Swallowing his fears of his mother, a hardened, angry woman whose first instinct was to punish, never to love--he leaves his own motherless boys under her care to pursue a profit from war-time industry. But the story isn't about Eddie as much as it is viewing this life shift through the eyes of 15 1/2 year old Jay and 13 1/2 year old Arty.

Arty and Jay move in

Alistair Sewell (Jay) and Sebastian Weigman (Arty) are perfectly cast as Eddie's teen sons. Having had their lives upended by their mother's death, they are despairing at being left behind with this woman they barely know and yet fiercely protective of their father and understanding of his anguish at the choice he has to make. Both young actors expertly convey the forced maturity that comes to those who experience a loss at such a young age.

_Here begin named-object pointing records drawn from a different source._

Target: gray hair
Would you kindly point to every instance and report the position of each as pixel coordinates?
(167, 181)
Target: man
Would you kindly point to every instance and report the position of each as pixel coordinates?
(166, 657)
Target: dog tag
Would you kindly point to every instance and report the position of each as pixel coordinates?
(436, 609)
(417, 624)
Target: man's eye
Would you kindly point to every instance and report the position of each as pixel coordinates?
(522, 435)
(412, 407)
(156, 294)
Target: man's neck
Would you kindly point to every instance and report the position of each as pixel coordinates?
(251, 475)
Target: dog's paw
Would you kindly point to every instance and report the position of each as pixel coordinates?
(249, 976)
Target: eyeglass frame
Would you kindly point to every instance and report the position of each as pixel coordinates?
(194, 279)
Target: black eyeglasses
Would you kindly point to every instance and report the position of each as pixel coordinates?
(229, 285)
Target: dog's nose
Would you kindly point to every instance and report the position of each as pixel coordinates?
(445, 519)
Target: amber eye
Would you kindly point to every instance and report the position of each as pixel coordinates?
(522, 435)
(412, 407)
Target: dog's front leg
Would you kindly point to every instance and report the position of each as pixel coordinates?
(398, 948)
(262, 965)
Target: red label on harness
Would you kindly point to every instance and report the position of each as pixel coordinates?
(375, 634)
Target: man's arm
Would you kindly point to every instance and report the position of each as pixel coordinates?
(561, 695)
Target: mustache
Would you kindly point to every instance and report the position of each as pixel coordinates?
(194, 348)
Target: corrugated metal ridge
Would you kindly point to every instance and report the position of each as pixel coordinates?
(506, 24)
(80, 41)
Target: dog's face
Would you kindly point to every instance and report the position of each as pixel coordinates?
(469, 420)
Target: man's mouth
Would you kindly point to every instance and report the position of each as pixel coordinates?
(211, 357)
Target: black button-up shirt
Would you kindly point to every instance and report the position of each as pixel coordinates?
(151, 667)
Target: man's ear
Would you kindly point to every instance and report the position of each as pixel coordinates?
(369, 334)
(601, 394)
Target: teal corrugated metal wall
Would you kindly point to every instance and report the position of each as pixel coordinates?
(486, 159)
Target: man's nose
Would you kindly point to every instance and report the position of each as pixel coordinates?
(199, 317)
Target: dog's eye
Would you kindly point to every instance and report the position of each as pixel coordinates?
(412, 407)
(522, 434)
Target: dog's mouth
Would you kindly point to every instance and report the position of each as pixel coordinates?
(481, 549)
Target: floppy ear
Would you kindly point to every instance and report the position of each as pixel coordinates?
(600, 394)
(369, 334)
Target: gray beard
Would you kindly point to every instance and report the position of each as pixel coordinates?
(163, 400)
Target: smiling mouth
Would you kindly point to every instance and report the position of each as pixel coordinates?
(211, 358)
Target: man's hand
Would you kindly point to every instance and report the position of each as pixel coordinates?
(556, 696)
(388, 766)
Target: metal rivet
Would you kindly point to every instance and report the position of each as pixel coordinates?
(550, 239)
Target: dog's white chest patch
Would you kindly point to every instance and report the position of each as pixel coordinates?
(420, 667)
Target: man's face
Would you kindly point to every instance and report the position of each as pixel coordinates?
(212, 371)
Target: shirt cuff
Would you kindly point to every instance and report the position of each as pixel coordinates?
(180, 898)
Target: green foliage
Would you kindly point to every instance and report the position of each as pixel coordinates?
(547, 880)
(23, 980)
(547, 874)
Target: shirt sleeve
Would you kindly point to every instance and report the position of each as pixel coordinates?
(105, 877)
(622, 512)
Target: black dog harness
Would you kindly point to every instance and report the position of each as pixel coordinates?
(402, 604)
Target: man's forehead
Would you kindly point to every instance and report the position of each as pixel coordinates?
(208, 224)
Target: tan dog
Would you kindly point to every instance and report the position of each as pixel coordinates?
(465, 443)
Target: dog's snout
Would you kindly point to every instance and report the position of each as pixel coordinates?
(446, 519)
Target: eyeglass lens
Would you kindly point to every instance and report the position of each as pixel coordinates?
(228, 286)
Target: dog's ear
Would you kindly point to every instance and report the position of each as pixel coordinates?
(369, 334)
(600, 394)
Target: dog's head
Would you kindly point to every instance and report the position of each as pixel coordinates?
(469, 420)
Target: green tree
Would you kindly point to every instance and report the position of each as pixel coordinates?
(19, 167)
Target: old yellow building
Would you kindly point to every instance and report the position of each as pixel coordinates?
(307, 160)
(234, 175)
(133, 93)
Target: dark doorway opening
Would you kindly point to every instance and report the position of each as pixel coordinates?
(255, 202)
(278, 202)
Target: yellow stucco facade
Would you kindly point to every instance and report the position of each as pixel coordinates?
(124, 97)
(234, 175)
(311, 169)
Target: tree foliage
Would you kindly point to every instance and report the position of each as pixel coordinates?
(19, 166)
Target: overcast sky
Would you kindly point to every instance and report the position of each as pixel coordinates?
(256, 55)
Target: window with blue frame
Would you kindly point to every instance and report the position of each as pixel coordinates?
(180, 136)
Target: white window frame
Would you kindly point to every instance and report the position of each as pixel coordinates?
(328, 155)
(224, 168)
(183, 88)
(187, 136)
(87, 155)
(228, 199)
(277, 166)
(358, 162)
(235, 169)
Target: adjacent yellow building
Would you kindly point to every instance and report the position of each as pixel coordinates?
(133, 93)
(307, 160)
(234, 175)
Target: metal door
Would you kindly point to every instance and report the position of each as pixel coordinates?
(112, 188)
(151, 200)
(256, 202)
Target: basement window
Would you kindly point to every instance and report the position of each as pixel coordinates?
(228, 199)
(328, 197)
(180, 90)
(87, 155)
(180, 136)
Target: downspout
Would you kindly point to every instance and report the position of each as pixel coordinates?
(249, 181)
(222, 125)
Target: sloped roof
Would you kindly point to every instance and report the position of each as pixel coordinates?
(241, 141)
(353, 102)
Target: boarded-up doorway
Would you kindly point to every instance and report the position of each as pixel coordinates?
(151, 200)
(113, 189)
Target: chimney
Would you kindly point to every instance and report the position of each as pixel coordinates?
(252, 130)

Willing to do what they have to do to support their father, they find themselves working in the ice cream shop after school and befriending their Aunt Bella, who Linsey Page Morton plays to perfection in her Northlight debut.

Bella, Arty and Jay

Bella obviously has some challenges, which though unnamed are probably what we know as intellectual disabilities today. True to the times, family members with disabilities were either shuttled off to "the home" (some institution or other) or kept mostly out of sight with their own families. Bella stays at home with her mother, cooking and cleaning and working in the shop. Though Grandma tells her she's a child and will always be a child, we see Bella mature before our very eyes. She grows from someone who is perpetually lost and confused into someone who takes on the mother she fears to assert herself and express her need to give and receive the love she never got growing up.

Arty and Jay with Uncle Lou

And Uncle Louie, played by Jeff Award nominated Erik Hellman in his Northlight debut "may be a henchman"--but during the course of the play he grows from a self-absorbed hoodlum who has "never not been in trouble" to someone who learns to see outside himself far enough to discourage his nephew Jay from choosing the path he's chosen.

Bella and Grandma

Grandma herself is not immune from the changes happening all around during the many months Jay and Arty are with her. Ann Whitney returning to Northlight as Grandma, owns this role. She portrays the subtle shift from a war-wounded, hardened woman who not only refuses to show fear or weakness but demands the same in others to one who realizes that by cutting herself off from the love of her family the only one she is hurting is herself.

Jay and Arty's heart, soul and youthful exuberance lift Neil Simon's Lost in Yonkers into a place where we can see pieces of ourselves and our families and leave with hope that we too, can change into better, kinder versions of ourselves.

Lost in Yonkers runs through June 8, 2014 at the Northlight Theatre, housed at the North Shore Center for the Performing Arts, 9501 Skokie Blvd., Skokie, IL. Box office 847-673-6300; Northlight website . Tickets $25-$75. Student tickets $15.